这35ms延迟似乎不太可能是由编码消息的应用程序引起的,因为大数据包大小的消息是在环回接口上以<1ms发送的。捕获也发生在发送方,因此MTU分段似乎也不是原因。在我看来,最可能的原因是因为没有设置PUSH标志 - 因为数据包大于MSS - 所以OS级别的套接字和/或TCP堆栈决定在35ms之后将其刷新。另一台服务器上的测试接受器不是慢速消费者,并且位于同一局域网上,因此ACK是及时的。

任何人都可以提供任何可能导致此套接字为&gt;发送延迟的指针MSS包?与美国的真正交易对手相比,此发件人延迟高达300毫秒。我想如果数据包大小大于MSS那么无论之前的ACKS如何都会立即发送(只要不超过套接字缓冲区大小)。 Netstat通常显示0插槽q和风大小,并且问题似乎发生在所有&gt; MSS数据包,即使是从启动。这看起来套接字由于某种原因决定不立即刷新,但不确定哪些因素可能导致这种情况。

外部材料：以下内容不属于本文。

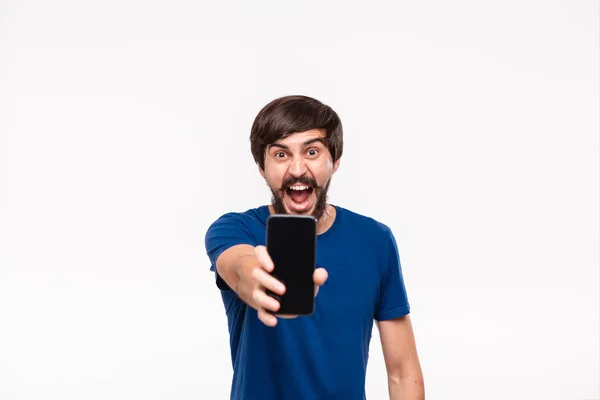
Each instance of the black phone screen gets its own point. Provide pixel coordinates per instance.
(291, 243)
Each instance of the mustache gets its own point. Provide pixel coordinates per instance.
(303, 180)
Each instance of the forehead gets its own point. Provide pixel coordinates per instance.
(299, 138)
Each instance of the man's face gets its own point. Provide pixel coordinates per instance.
(298, 170)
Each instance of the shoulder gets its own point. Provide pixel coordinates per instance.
(364, 223)
(249, 217)
(249, 222)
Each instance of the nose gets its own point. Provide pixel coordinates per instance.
(298, 168)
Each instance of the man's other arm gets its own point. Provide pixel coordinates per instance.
(405, 378)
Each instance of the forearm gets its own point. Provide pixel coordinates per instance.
(408, 387)
(231, 262)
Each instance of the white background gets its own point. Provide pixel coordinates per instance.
(471, 129)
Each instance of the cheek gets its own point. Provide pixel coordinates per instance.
(323, 172)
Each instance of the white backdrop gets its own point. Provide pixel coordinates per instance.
(471, 129)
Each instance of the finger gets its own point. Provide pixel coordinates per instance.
(263, 258)
(320, 276)
(266, 318)
(263, 300)
(267, 281)
(286, 316)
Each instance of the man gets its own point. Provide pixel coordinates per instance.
(297, 143)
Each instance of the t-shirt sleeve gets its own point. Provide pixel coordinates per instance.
(393, 299)
(229, 230)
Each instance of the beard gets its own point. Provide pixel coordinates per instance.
(321, 194)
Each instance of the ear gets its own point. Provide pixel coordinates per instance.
(336, 165)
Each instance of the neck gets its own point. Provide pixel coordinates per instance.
(323, 223)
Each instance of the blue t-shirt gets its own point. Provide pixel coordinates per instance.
(324, 355)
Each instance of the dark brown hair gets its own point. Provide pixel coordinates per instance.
(287, 115)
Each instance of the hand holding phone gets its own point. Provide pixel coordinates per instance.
(291, 245)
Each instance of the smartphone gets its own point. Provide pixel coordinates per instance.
(291, 244)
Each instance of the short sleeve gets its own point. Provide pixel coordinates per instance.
(229, 230)
(393, 299)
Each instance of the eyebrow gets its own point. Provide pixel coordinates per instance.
(307, 143)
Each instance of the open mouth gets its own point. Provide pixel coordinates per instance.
(299, 197)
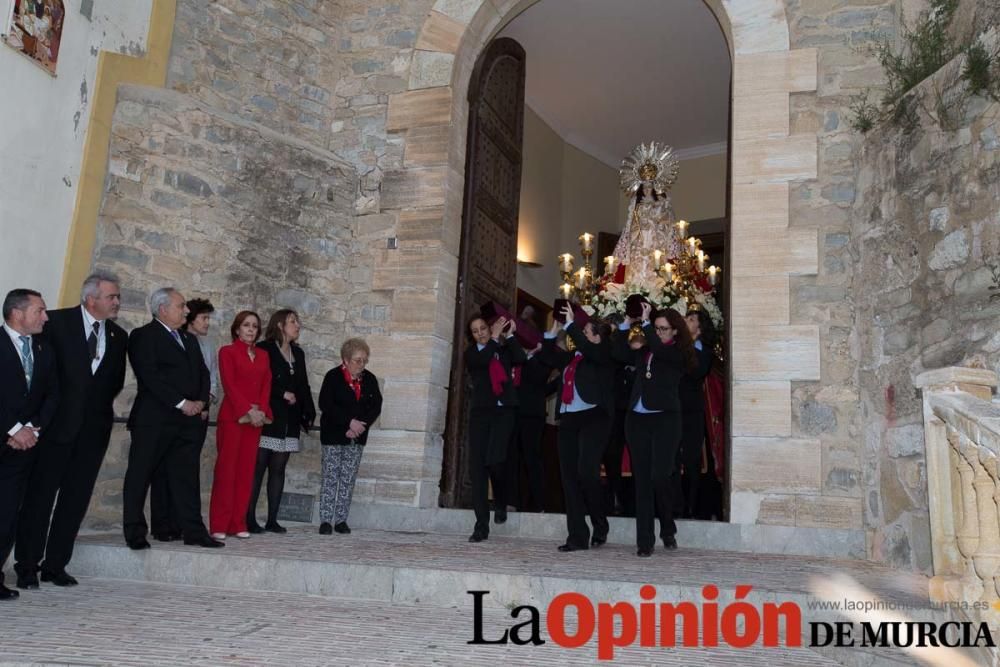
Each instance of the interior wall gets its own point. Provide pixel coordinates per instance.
(565, 192)
(44, 121)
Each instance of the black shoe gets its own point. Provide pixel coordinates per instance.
(27, 580)
(204, 541)
(60, 578)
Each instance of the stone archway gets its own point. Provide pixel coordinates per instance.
(768, 353)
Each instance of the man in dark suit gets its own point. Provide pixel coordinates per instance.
(165, 421)
(29, 394)
(90, 351)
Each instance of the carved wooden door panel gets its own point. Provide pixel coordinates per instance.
(488, 262)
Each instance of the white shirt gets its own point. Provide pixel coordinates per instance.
(88, 328)
(15, 338)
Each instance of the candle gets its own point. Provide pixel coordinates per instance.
(566, 263)
(713, 274)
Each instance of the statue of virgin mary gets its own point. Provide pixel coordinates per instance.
(646, 176)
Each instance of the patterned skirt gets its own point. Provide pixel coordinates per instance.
(279, 444)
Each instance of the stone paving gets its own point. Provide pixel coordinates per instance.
(107, 622)
(507, 555)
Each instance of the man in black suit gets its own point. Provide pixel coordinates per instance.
(29, 394)
(90, 352)
(165, 421)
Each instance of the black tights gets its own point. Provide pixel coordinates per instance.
(274, 464)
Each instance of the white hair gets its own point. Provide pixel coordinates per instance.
(160, 298)
(92, 285)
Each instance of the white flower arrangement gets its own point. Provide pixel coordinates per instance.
(611, 297)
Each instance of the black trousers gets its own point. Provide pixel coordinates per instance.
(177, 446)
(582, 439)
(526, 449)
(15, 470)
(161, 513)
(692, 443)
(653, 440)
(57, 498)
(490, 432)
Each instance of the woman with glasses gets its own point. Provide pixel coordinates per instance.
(653, 422)
(351, 402)
(293, 410)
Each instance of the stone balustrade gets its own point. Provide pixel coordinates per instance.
(962, 437)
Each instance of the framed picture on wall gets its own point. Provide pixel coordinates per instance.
(34, 29)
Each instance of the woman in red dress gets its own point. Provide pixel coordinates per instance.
(246, 380)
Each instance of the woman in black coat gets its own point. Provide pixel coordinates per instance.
(293, 409)
(350, 401)
(653, 423)
(490, 359)
(586, 407)
(692, 395)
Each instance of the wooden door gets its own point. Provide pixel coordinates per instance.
(488, 261)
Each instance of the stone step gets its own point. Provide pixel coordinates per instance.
(438, 570)
(708, 535)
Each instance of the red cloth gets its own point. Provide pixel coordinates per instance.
(715, 427)
(353, 383)
(233, 479)
(569, 375)
(498, 376)
(245, 382)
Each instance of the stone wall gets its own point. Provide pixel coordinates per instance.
(925, 229)
(229, 210)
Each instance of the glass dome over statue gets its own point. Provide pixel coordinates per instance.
(646, 176)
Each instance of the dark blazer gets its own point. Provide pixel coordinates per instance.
(288, 419)
(692, 395)
(166, 375)
(18, 403)
(477, 363)
(534, 387)
(595, 376)
(661, 390)
(82, 393)
(339, 407)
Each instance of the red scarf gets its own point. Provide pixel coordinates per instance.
(353, 383)
(569, 376)
(498, 376)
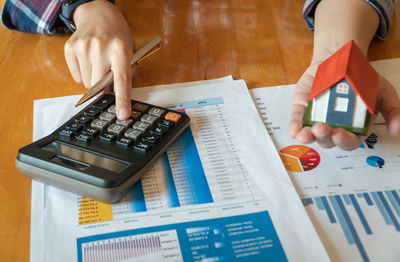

编辑:正如EJP所指出的,Linux中没有刷新。根据我的理解,套接字发送将数据放入linux kernal的网络缓冲区。对于这些非推送数据包,内核在发送之前正在等待来自前一个数据包的确认。这不是我所期望的,在TCP中,我希望在套接字缓冲区填满之前仍然可以传送数据包。

1 个答案:

答案 0 :(得分:1)

这不是一个全面的答案,因为TCP行为会因很多因素而有所不同。但在这种情况下,这就是我们面临问题的原因。

TCP拥塞控制实现中的拥塞窗口允许在没有确认的情况下发送越来越多的分组,只要它没有检测到拥塞的迹象,即重传。一般而言,当这些发生时,拥塞算法将重置拥塞窗口,从而限制在可以发送确认之前可以发送的分组。这体现在我们目睹的发送方延迟中,因为数据包保存在内核缓冲区中,等待先前数据包的确认。没有TCP_NODELAY,TCP_CORK等类型指令会覆盖这方面的拥塞控制行为。

在我们的案例中,由于到另一个地点的往返时间较长,情况变得更糟。但是,因为它是一个每天丢包很少的专用线路,所以不是重启是导致拥塞控制的原因。最后它似乎已经通过在linux中禁用以下标志来解决。这也会导致拥塞窗口被重置,但是通过检测空闲而不是丢包:

&#34; tcp_slow_start_after_idle - BOOLEAN 如果设置,则提供RFC2861行为并使拥塞超时 闲置期后的窗口。空闲时段定义为 目前的RTO。如果未设置,则拥塞窗口不会 闲置一段时间后才能超时。 默认值:1

(请注意,如果您遇到这些问题,也可以调查其他形式的拥塞控制算法,而不是您的内核当前可能设置的那种)。